Opinion
Nos. 74-763, 74-764.
March 18, 1975.
Appeal from the Circuit Court, Dade County, David Popper, J.
Preddy, Haddad, Kutner Hardy, Miami, for appellant.
Walton, Lantaff, Schroeder, Carson Wahl, West Palm Beach, and Calvin F. David, Miami, for appellees.
Before BARKDULL, C.J., PEARSON, J., and CHARLES CARROLL (Ret.), Associate Judge.
The cause in the trial court was instituted as a result of a vehicular accident between two tractor-trailer rigs, which occurred in Duval County, Florida. The deceased, Earl Luther Campbell, one of the drivers, was killed in the accident.
The complaint alleged that the defendants, Heuff and Ward, were the owners of a tractor-trailer rig, which rig was being operated by either the defendant Hunter and/or the defendant Beckstead at the time of the accident; that the defendant insurance company was the liability carrier for the owners. The original answer by Hunter denied he was the driver; he subsequently filed an answer which admitted he was the driver. At all times, Beckstead contended that Hunter was the driver and, in answers to written interrogatories, Hunter conceded he was the driver. However, the trial court had prohibited the plaintiff from taking the oral depositions of Hunter and Beckstead until the eve of the trial. There is further evidence that the investigating trooper of the Florida Highway Patrol was originally informed by Hunter and Beckstead that Beckstead was the operator, although he concedes that Hunter subsequently changed his story. There is some question of whether this trooper would be permitted to testify, because of the prohibitions of Ch. 316, Fla. Stat. However, the appellant urges that the trooper would be permitted to testify because there is an exception to the prohibition against disclosing the results of an accident investigating report when it relates to identity of the operator of one of the vehicles involved in an accident when it is not otherwise known. This issue is not now before us.
Beckstead moved for summary judgment, contending that there was no issue as to whether or not he was the driver of the vehicle. The trial court concurred and entered a summary judgment in his favor. He thereafter permitted an amendment to the complaint, which permitted the proceeding to continue against Beckstead upon the theory that he negligently permitted Hunter to operate the tractor-trailer rig. These appeals ensued, contesting the validity of the original order of summary judgment and the amended order which permitted the amendment. The appeals were consolidated.
Following review of the briefs and oral argument, it is our view that the record did not establish conclusively that there was no issue of fact as to who actually was the driver of the defendant-vehicle at the time of the accident. Therefore, it was inappropriate to render a summary judgment against the non-moving party. Holl v.

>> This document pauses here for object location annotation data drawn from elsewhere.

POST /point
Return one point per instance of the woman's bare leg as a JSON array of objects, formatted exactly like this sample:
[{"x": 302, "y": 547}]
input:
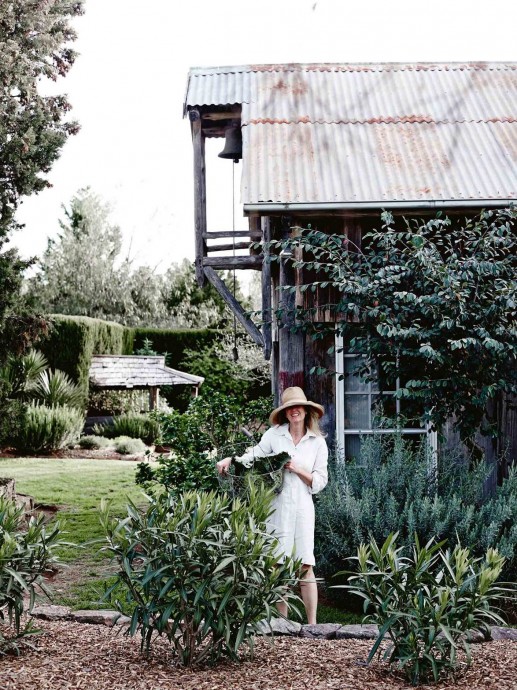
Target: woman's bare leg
[{"x": 309, "y": 592}]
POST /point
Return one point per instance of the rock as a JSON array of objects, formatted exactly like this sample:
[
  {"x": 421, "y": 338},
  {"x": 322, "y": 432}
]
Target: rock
[
  {"x": 51, "y": 612},
  {"x": 324, "y": 631},
  {"x": 101, "y": 617},
  {"x": 504, "y": 633},
  {"x": 357, "y": 632},
  {"x": 279, "y": 626}
]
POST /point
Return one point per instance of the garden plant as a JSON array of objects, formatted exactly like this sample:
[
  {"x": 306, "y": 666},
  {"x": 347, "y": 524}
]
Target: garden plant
[
  {"x": 426, "y": 603},
  {"x": 200, "y": 569},
  {"x": 27, "y": 552}
]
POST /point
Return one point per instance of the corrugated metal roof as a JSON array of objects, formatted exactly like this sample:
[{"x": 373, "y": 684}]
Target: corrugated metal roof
[
  {"x": 137, "y": 371},
  {"x": 370, "y": 133}
]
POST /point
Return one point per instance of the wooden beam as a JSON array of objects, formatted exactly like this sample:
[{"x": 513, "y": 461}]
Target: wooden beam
[
  {"x": 228, "y": 262},
  {"x": 227, "y": 247},
  {"x": 266, "y": 290},
  {"x": 219, "y": 234},
  {"x": 291, "y": 343},
  {"x": 198, "y": 142},
  {"x": 235, "y": 306}
]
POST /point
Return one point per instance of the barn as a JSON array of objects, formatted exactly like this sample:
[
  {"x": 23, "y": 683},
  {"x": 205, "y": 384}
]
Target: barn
[{"x": 332, "y": 145}]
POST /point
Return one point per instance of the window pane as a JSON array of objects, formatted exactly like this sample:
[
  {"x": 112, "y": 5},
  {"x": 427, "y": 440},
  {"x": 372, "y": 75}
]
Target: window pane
[
  {"x": 353, "y": 382},
  {"x": 357, "y": 412},
  {"x": 353, "y": 449},
  {"x": 384, "y": 411}
]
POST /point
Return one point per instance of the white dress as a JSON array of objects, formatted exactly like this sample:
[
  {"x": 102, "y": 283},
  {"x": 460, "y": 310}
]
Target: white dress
[{"x": 292, "y": 521}]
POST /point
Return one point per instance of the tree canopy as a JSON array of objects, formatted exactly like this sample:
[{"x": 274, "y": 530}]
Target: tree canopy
[
  {"x": 84, "y": 272},
  {"x": 35, "y": 40},
  {"x": 431, "y": 303}
]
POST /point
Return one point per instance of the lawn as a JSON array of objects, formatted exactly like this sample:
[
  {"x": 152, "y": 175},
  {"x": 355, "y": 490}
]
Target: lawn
[{"x": 77, "y": 486}]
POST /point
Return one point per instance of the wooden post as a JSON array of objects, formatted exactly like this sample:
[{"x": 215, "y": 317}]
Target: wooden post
[
  {"x": 198, "y": 142},
  {"x": 266, "y": 289},
  {"x": 291, "y": 343}
]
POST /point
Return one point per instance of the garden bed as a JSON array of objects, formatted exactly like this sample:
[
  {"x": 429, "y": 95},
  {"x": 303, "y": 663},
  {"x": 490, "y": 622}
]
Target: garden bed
[{"x": 73, "y": 655}]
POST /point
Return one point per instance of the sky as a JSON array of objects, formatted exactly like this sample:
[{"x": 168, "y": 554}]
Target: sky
[{"x": 128, "y": 85}]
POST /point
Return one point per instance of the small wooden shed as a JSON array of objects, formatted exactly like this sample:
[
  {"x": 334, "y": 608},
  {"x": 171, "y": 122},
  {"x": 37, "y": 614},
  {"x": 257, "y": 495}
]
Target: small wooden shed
[{"x": 139, "y": 372}]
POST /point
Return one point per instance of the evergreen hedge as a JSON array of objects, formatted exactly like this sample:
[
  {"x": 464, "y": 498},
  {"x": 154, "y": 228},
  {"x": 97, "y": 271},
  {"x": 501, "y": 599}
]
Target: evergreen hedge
[
  {"x": 73, "y": 340},
  {"x": 175, "y": 342}
]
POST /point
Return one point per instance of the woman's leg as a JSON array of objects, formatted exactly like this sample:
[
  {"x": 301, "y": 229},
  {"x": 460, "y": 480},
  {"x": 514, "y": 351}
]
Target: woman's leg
[{"x": 309, "y": 592}]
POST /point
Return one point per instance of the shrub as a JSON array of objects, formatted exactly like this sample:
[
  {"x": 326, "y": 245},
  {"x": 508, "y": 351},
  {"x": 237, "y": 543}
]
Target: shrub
[
  {"x": 26, "y": 553},
  {"x": 425, "y": 604},
  {"x": 199, "y": 569},
  {"x": 394, "y": 489},
  {"x": 128, "y": 446},
  {"x": 91, "y": 442},
  {"x": 56, "y": 388},
  {"x": 213, "y": 420},
  {"x": 140, "y": 426},
  {"x": 48, "y": 428}
]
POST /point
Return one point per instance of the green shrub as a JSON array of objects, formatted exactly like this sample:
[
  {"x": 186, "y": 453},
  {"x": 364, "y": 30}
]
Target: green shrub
[
  {"x": 140, "y": 426},
  {"x": 395, "y": 490},
  {"x": 48, "y": 428},
  {"x": 56, "y": 388},
  {"x": 128, "y": 446},
  {"x": 26, "y": 553},
  {"x": 91, "y": 442},
  {"x": 199, "y": 569},
  {"x": 425, "y": 604}
]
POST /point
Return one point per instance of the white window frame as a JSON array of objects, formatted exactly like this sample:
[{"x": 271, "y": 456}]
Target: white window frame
[{"x": 342, "y": 433}]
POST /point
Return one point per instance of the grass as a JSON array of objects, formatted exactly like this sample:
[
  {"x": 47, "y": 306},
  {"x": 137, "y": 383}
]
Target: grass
[{"x": 78, "y": 486}]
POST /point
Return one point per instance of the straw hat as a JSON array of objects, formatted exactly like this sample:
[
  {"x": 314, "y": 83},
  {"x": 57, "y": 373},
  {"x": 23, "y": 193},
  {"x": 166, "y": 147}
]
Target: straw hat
[{"x": 291, "y": 397}]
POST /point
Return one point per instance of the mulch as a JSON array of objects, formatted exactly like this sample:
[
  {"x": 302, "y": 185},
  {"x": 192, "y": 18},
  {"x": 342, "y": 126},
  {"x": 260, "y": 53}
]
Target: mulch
[{"x": 74, "y": 656}]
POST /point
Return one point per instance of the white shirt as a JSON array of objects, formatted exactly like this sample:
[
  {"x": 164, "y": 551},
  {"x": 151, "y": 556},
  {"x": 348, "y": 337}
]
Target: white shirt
[{"x": 293, "y": 518}]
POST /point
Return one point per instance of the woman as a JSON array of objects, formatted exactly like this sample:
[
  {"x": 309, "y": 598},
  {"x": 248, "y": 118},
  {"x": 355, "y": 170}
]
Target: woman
[{"x": 295, "y": 430}]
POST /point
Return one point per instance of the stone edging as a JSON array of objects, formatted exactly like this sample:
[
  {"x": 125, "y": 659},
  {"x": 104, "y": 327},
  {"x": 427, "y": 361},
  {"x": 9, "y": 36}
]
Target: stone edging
[{"x": 277, "y": 626}]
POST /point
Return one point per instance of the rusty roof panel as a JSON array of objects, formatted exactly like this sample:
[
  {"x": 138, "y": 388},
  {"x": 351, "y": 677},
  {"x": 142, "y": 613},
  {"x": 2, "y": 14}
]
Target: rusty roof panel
[
  {"x": 378, "y": 163},
  {"x": 328, "y": 133}
]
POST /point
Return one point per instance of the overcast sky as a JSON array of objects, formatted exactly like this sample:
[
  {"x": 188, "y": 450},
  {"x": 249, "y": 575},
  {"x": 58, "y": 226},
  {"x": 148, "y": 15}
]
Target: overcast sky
[{"x": 128, "y": 84}]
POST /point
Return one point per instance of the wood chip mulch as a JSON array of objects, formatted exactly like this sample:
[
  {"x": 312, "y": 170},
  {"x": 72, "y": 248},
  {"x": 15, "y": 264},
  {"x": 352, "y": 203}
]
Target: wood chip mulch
[{"x": 74, "y": 656}]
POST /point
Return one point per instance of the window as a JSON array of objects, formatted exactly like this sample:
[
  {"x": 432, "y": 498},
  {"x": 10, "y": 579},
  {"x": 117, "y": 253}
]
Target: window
[{"x": 364, "y": 407}]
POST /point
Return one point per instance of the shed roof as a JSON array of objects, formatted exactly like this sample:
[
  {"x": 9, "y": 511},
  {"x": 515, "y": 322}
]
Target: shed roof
[
  {"x": 354, "y": 134},
  {"x": 137, "y": 371}
]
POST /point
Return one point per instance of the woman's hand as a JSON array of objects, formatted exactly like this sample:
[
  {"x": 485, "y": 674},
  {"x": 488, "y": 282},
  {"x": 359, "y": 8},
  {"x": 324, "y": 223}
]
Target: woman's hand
[{"x": 223, "y": 465}]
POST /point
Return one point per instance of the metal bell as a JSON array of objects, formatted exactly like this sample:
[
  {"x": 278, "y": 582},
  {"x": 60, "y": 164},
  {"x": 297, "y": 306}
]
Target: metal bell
[{"x": 232, "y": 144}]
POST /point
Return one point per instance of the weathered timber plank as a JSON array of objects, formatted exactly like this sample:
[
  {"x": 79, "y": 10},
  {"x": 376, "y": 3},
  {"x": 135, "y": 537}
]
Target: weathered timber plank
[
  {"x": 227, "y": 262},
  {"x": 235, "y": 306},
  {"x": 227, "y": 247},
  {"x": 266, "y": 289},
  {"x": 198, "y": 142},
  {"x": 218, "y": 234}
]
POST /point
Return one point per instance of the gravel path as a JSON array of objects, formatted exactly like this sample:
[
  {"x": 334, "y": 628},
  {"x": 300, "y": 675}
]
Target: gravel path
[{"x": 74, "y": 656}]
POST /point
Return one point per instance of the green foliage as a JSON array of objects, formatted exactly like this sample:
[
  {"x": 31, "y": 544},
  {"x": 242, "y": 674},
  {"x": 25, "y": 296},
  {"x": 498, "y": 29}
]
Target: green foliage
[
  {"x": 26, "y": 553},
  {"x": 395, "y": 489},
  {"x": 34, "y": 45},
  {"x": 129, "y": 446},
  {"x": 73, "y": 340},
  {"x": 432, "y": 303},
  {"x": 212, "y": 420},
  {"x": 200, "y": 570},
  {"x": 247, "y": 377},
  {"x": 174, "y": 342},
  {"x": 137, "y": 426},
  {"x": 91, "y": 442},
  {"x": 425, "y": 604},
  {"x": 48, "y": 428}
]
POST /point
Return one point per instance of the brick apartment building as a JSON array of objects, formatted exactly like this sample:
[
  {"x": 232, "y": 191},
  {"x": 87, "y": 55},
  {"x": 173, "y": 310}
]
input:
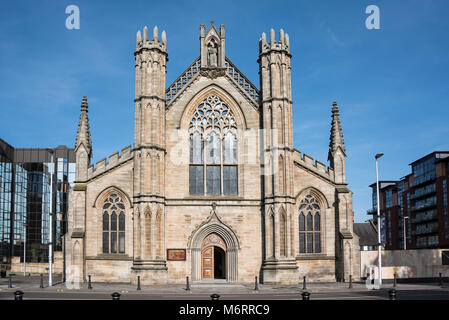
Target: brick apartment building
[{"x": 416, "y": 205}]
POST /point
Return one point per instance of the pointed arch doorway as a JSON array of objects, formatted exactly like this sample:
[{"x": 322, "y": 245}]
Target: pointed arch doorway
[{"x": 213, "y": 257}]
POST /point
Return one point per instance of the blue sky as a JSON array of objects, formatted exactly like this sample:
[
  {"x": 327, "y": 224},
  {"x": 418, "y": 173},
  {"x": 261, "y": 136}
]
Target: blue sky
[{"x": 391, "y": 84}]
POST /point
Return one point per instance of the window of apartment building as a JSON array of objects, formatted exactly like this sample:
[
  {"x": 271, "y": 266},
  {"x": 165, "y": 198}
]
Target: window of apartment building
[
  {"x": 445, "y": 210},
  {"x": 389, "y": 198},
  {"x": 390, "y": 240},
  {"x": 374, "y": 198},
  {"x": 424, "y": 171},
  {"x": 409, "y": 225}
]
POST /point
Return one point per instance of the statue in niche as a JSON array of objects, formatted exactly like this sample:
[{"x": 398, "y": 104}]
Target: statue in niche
[{"x": 212, "y": 54}]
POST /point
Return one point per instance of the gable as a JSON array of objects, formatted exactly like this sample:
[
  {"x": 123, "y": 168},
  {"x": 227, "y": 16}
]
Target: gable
[{"x": 191, "y": 74}]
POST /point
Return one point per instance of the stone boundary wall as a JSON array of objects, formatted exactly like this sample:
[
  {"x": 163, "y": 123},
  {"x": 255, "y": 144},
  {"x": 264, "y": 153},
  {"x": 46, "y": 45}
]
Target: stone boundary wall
[
  {"x": 425, "y": 263},
  {"x": 38, "y": 267}
]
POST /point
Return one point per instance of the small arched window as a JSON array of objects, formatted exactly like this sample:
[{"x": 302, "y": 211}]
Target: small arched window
[
  {"x": 113, "y": 225},
  {"x": 213, "y": 149},
  {"x": 309, "y": 225}
]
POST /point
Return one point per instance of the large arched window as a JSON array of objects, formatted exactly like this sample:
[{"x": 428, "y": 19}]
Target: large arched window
[
  {"x": 213, "y": 149},
  {"x": 113, "y": 225},
  {"x": 309, "y": 225}
]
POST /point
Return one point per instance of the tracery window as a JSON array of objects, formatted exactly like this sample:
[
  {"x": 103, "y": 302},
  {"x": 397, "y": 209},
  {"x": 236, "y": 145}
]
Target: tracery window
[
  {"x": 213, "y": 149},
  {"x": 309, "y": 225},
  {"x": 113, "y": 225}
]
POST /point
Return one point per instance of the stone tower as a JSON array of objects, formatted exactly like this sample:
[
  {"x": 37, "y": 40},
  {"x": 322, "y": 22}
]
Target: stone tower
[
  {"x": 279, "y": 263},
  {"x": 149, "y": 157},
  {"x": 345, "y": 251}
]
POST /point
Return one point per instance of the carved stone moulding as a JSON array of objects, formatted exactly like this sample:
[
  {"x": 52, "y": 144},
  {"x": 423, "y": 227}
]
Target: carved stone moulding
[{"x": 212, "y": 73}]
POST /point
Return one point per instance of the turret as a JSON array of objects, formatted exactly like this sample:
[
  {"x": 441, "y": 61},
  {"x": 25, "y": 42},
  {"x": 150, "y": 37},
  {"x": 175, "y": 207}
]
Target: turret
[
  {"x": 337, "y": 151},
  {"x": 277, "y": 163},
  {"x": 83, "y": 144}
]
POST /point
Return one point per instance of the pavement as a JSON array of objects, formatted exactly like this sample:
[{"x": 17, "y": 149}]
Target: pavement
[{"x": 201, "y": 291}]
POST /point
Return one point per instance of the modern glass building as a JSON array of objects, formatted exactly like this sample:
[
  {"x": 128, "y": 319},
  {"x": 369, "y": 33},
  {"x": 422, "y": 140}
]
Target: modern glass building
[
  {"x": 26, "y": 175},
  {"x": 415, "y": 209}
]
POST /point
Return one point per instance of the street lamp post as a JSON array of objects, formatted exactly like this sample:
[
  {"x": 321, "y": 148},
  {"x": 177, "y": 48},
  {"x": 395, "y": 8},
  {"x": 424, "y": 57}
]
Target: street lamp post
[
  {"x": 405, "y": 238},
  {"x": 379, "y": 244},
  {"x": 50, "y": 245}
]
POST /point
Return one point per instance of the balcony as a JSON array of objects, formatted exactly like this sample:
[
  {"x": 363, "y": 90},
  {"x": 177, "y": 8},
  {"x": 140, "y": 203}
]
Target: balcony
[
  {"x": 426, "y": 229},
  {"x": 422, "y": 179},
  {"x": 425, "y": 216},
  {"x": 424, "y": 204},
  {"x": 424, "y": 192}
]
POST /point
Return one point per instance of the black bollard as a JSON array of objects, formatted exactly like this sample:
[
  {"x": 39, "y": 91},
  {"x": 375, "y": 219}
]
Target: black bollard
[
  {"x": 18, "y": 295},
  {"x": 215, "y": 296},
  {"x": 305, "y": 295},
  {"x": 392, "y": 294},
  {"x": 116, "y": 296},
  {"x": 187, "y": 284}
]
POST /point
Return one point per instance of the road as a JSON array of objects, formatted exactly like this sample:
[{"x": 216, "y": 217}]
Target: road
[{"x": 437, "y": 294}]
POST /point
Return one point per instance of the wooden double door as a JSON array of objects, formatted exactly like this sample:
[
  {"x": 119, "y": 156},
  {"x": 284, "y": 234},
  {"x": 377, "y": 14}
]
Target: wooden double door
[{"x": 213, "y": 258}]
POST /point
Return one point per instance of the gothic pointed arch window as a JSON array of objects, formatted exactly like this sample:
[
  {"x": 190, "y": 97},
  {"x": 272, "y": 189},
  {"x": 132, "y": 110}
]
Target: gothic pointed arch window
[
  {"x": 309, "y": 225},
  {"x": 213, "y": 149},
  {"x": 113, "y": 224}
]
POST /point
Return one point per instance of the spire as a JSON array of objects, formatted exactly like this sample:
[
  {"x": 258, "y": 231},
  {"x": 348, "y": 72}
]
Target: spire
[
  {"x": 83, "y": 134},
  {"x": 336, "y": 138}
]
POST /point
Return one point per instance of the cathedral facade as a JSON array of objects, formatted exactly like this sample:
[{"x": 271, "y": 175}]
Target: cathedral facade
[{"x": 213, "y": 189}]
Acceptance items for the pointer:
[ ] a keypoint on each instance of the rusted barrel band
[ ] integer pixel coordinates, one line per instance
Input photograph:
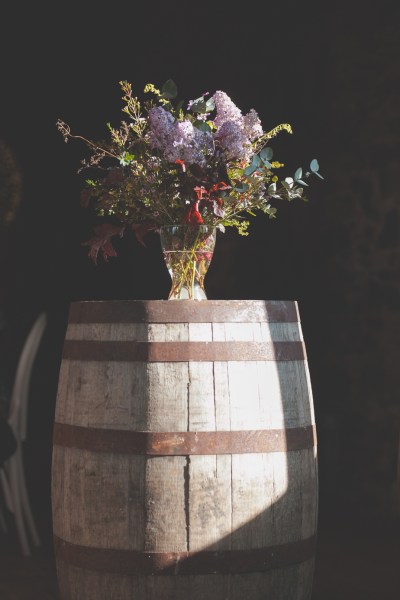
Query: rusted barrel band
(184, 311)
(182, 351)
(135, 562)
(183, 443)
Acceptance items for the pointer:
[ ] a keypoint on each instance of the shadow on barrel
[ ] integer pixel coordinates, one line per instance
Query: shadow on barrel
(184, 458)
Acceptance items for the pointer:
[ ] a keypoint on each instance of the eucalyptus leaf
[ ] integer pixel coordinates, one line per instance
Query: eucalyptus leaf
(241, 187)
(256, 162)
(210, 105)
(169, 90)
(298, 175)
(266, 154)
(199, 105)
(203, 126)
(250, 170)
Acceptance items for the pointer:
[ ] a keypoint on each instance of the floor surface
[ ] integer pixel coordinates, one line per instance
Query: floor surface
(353, 562)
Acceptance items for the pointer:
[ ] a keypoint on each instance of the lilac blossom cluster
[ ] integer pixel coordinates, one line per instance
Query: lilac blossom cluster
(178, 140)
(181, 140)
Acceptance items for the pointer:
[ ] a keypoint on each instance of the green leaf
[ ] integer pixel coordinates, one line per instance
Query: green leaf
(250, 169)
(169, 90)
(199, 105)
(126, 158)
(241, 187)
(210, 105)
(202, 126)
(314, 166)
(266, 154)
(298, 175)
(288, 183)
(256, 162)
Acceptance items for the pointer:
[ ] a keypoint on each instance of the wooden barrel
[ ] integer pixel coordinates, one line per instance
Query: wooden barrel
(184, 457)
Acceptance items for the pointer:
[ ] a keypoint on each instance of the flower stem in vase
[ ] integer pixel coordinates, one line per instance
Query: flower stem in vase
(187, 252)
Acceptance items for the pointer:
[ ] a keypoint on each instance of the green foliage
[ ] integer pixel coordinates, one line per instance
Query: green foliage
(133, 183)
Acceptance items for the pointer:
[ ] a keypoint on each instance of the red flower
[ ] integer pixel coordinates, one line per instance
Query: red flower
(193, 216)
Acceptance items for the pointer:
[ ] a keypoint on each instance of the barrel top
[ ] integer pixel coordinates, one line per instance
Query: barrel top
(183, 311)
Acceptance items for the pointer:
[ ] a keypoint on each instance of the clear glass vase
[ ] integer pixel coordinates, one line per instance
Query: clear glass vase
(188, 251)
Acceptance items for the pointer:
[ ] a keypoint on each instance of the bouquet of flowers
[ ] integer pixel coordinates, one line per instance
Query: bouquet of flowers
(202, 164)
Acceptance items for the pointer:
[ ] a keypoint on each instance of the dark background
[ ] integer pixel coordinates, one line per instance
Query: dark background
(332, 71)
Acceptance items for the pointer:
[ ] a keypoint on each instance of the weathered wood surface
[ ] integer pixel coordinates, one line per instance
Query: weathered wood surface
(193, 503)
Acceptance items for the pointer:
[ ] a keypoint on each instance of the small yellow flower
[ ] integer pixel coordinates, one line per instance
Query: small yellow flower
(149, 87)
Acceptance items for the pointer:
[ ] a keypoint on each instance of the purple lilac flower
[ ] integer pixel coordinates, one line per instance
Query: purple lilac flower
(252, 125)
(233, 140)
(161, 122)
(235, 132)
(226, 109)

Talcott, Fla. 1966, 191 So.2d 40; Visingardi v. Tirone, Fla. 1967, 193 So.2d 601; Anderson v. Aamco Transmissions of Brevard, Inc., Fla. 1972, 265 So.2d 5. This is particularly true when, because of the protective order, the discovery had not been completed by the plaintiff. Pancoast v. Pancoast, Fla.App. 1957, 97 So.2d 875; Kemper v. First National Bank of Dayton, Ohio, Fla.App. 1973, 277 So.2d 804; Lovelace v. Sobrino, Fla.App. 1973, 280 So.2d 514.
Therefore, so much of the summary judgment in favor of the defendant Beckstead is reversed with directions to the trial court to leave him in the proceeding as a defendant, both as to the original complaint alleging he negligently operated the vehicle himself or, in the alternative, on the amended complaint that he was negligent in entrusting the operation of the tractor-trailer to Hunter.
Reversed in part and remanded to the trial court for proceedings not inconsistent herewith.